Tunisia journalists accuse Saied-led state of intimidation amid mass arrests
Dozens of journalists and rights activists protested in the Tunisian capital on Thursday, accusing the state of "repression" and attempts to intimidate the media.
The protest, organised by the SNJT journalists' union, came three days after police arrested Noureddine Boutar, the director of popular private radio station Mosaique FM.
The station has often been critical of President Kais Saied, who in 2021 sacked the government, froze parliament and seized almost total power in moves rivals have called a coup.
The demonstrators gathered outside government headquarters in Tunis, some wearing red tape across their mouths.
Others shouted "No to repression of journalists" and "We demand an independent free press".
Tunisian journalists protest against escalating crackdown on media in front of government palace in La Kasbah.— Ghaya Ben Mbarek غاية بن مبارك (@Ghaya_BM) February 16, 2023
The demo comes days after the arrest of @RadioMosaiqueFM director, Noureddine Boutar, & within a context of increasing suppression to opposing voices in the country. pic.twitter.com/KliTtUx0Fh
"The authorities want to bring both private and public media into line, and (Boutar's) arrest is an attempt to intimidate the whole sector," SNJT director Mahdi Jlassi said at the protest, which had been organised prior to Boutar's arrest.
Large numbers of police were deployed to prevent the demonstrators from gathering directly in front of the prime minister's office in the North African nation.
Boutar is one of 10 public figures arrested since Saturday - mainly critics of Saied, including members of the Islamist-inspired Enahdha party.

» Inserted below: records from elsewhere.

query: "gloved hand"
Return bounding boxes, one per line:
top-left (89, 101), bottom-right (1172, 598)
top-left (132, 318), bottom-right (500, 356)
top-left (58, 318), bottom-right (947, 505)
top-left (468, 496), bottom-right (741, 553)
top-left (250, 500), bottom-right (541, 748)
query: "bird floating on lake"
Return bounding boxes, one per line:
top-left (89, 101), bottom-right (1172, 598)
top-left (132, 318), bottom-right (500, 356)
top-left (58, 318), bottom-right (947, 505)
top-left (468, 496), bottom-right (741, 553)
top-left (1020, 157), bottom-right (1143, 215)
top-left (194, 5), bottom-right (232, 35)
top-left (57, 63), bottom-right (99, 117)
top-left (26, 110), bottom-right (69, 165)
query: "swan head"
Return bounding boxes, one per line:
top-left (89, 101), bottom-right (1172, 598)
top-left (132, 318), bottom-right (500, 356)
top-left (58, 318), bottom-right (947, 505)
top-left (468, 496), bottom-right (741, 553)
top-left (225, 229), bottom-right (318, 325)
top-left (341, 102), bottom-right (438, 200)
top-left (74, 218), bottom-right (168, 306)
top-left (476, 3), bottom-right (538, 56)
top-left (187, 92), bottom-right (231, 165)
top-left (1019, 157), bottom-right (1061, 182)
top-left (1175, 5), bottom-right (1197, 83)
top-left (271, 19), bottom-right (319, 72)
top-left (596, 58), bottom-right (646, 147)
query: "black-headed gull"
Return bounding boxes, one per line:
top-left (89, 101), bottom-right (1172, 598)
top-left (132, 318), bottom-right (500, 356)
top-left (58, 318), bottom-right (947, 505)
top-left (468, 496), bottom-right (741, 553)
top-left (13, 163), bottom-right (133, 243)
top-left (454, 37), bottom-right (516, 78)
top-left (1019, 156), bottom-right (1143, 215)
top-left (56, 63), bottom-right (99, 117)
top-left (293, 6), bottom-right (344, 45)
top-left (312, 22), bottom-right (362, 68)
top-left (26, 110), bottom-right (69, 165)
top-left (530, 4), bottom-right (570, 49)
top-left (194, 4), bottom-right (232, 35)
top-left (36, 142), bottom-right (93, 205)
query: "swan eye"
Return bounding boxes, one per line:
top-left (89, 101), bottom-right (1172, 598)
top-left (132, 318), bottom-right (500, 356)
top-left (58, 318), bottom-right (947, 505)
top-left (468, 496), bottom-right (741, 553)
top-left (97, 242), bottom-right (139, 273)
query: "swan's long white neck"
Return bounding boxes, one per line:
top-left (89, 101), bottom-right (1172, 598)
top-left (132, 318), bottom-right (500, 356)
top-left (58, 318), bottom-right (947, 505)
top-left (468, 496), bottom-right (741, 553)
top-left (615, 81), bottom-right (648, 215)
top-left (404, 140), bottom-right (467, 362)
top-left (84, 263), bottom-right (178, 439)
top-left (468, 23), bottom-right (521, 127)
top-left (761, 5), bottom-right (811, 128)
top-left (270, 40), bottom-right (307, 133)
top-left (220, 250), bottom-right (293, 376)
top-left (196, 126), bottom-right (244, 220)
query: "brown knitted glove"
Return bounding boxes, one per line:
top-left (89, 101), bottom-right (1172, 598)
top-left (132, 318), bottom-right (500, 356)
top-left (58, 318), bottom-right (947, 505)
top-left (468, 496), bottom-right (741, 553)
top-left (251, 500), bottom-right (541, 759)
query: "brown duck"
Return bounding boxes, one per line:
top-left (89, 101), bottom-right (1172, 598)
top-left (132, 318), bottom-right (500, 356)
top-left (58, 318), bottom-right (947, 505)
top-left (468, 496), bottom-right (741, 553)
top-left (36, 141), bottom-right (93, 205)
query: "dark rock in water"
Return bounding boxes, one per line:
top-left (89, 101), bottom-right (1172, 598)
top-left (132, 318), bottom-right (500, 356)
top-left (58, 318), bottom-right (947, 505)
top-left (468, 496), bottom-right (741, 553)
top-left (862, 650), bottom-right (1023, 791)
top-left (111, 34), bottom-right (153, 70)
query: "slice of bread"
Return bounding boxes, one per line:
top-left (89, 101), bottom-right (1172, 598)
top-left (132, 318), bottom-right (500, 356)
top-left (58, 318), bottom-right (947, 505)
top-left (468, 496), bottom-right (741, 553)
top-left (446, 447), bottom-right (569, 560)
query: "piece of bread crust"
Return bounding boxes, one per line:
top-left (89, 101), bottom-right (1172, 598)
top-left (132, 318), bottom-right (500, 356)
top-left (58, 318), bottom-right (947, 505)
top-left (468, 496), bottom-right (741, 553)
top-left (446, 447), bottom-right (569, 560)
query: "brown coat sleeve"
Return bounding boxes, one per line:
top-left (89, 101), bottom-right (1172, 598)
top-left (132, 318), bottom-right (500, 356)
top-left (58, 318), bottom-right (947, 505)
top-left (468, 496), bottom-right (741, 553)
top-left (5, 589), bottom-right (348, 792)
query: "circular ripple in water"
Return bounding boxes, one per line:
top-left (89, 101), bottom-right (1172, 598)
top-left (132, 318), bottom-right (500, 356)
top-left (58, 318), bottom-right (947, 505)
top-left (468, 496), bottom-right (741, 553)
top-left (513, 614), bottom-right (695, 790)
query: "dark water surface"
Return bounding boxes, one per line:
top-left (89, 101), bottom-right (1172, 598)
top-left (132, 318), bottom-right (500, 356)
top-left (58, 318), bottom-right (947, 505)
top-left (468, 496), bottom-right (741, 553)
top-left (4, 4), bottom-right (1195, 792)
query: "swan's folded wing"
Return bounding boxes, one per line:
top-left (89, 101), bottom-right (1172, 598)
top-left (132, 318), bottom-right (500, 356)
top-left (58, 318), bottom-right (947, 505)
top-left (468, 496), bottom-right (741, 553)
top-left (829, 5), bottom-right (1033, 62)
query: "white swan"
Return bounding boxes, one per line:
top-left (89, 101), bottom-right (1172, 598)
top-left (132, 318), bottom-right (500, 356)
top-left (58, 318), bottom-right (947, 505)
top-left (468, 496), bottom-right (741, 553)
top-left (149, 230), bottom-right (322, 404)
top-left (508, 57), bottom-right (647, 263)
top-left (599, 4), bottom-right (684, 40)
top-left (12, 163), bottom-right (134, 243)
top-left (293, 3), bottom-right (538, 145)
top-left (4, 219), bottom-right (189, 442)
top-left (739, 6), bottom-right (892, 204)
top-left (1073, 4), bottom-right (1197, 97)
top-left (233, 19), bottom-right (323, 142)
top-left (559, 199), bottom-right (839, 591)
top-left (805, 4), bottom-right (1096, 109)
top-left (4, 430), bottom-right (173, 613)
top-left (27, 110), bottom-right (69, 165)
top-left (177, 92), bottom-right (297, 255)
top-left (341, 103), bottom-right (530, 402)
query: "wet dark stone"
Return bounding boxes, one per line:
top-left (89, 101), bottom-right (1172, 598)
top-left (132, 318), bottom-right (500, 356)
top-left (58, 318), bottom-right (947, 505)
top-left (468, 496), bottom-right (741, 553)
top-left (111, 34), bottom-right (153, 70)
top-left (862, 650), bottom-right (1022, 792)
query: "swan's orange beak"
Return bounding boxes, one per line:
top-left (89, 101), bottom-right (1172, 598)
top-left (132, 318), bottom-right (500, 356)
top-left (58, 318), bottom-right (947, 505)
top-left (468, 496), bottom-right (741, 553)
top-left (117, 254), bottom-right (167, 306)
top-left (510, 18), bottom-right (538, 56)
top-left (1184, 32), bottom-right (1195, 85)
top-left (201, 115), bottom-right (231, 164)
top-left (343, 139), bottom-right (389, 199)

Since Saied's power grab, several high-profile critics of the Tunisian leader have faced trial in military courts.
But the latest wave of detentions sparked fears the president is escalating against his opponents in the crisis-hit birthplace of the 2011 Arab uprisings.
Boutar's lawyers said he had appeared before a judge whose questioning focused on Mosaique FM's editorial line and criteria for choosing commentators.
Journalists' union chief Jlassi said authorities were "irked by the content of Mosaique FM's programmes, but this repression will not affect the will of journalists to defend their freedom".
The powerful UGTT trade union federation said Saied's government was trying to "snuff out every independent or opposition voice" by targeting the media.
It called on unions to "mobilise and prepare to defend the rights of Tunisians".
But Saied hit back at what he called "lies", telling Prime Minister Najla Bouden that the administration was acting with "full respect for the law".
"Has a single newspaper been shut down? Has a single programme been banned? Has a single journalist been prosecuted for anything relating to journalism?" he asked in a video posted on the presidency's Facebook page on Thursday.
Saied also hit back at criticism by unnamed foreign powers.
"We're not occupied or a protectorate, we're a sovereign state, and we know very well what we're doing," he said.
The United States said Wednesday it was "deeply concerned" by the spate of arrests.
"We respect the aspirations of the Tunisian people for an independent and transparent judiciary that is able to protect fundamental freedoms for all," said State Department spokesman Ned Price.